The Samburu do not like milk with bits of ember or ash in it. Other tribes in the region serve milk with black specks from the process of sterilizing with burning sticks, so preference for a milk that is totally clean, totally white when poured , which is how most of the world prefers the milk, in this context is a cultural preference amongst the Samburu. Their white milk – and the milk will be left in the lmala to ferment to one of their preferred stages of consumption – differentiates it from some of the milks from other nearby tribes, like the Turkana.

This woman, and I apologize for forgetting her name, is the wife of Chief Stephen Loldepe. I have stayed with her. They live in a concrete house. This is an outdoor kitchen retaining the three rock kitchen fire emplacement common to the manyatta stick huts.

Samburu have long been semi-nomadic pastoralists, so their traditional buildings can be disassembled, with the larger stick used for the hut framework can be re-used. This is a modern outdoor kitchen with tall galvanized walls.

Samburu milk cuisine: cleaning with fire

Most lmala are made from wood. When you go to the region, people will translate “lmala” as “calabash.” As gourd milk containers are few in number, I think it is best to translate “lmala” as “milking container.” I have met one woman who I know for a fact sometimes uses more than one wood time in order to influence the final flavor and aroma of the milk. The fine tuning in terms of taste comes with how the lmala is cleaned after it has been sufficiently heated. Care in cleaning means everything!

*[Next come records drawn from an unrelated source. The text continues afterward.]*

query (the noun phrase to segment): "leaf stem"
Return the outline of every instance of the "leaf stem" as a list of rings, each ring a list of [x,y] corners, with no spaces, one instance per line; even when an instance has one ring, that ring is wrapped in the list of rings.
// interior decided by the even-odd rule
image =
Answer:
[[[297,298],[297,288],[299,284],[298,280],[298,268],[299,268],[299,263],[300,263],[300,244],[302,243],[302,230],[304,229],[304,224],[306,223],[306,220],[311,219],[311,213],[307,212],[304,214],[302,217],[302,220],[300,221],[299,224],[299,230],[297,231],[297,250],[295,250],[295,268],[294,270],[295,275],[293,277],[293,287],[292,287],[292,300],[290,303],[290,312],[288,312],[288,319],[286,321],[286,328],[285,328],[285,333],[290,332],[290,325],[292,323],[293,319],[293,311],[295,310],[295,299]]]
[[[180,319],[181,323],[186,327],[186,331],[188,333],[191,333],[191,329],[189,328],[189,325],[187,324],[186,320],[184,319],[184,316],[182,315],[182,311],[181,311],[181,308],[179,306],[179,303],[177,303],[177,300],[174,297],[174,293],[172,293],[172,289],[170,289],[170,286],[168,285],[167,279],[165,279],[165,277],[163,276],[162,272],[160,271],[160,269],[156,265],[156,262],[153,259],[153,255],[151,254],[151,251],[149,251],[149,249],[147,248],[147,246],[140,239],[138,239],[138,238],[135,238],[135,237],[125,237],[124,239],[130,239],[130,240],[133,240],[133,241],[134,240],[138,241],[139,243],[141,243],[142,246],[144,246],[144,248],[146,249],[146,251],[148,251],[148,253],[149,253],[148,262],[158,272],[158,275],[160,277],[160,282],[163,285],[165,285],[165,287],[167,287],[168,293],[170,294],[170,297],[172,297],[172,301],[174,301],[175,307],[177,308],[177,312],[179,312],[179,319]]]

Making Lmala, Samburu Milking Containers

We see here one gourd container in the upper left image, but all the others are made of wood. I took the photos of unfinished lmala in 2018 as I was walking around the manyatta in the West Gate Conservancy, where I was staying. The inside is carved out by softening the wood by burning with embers and then scraping the ash with a shallow spoon-shaped carving tool forged by a local blacksmith. Very thin walls and elegant containers are crafted using this carving system.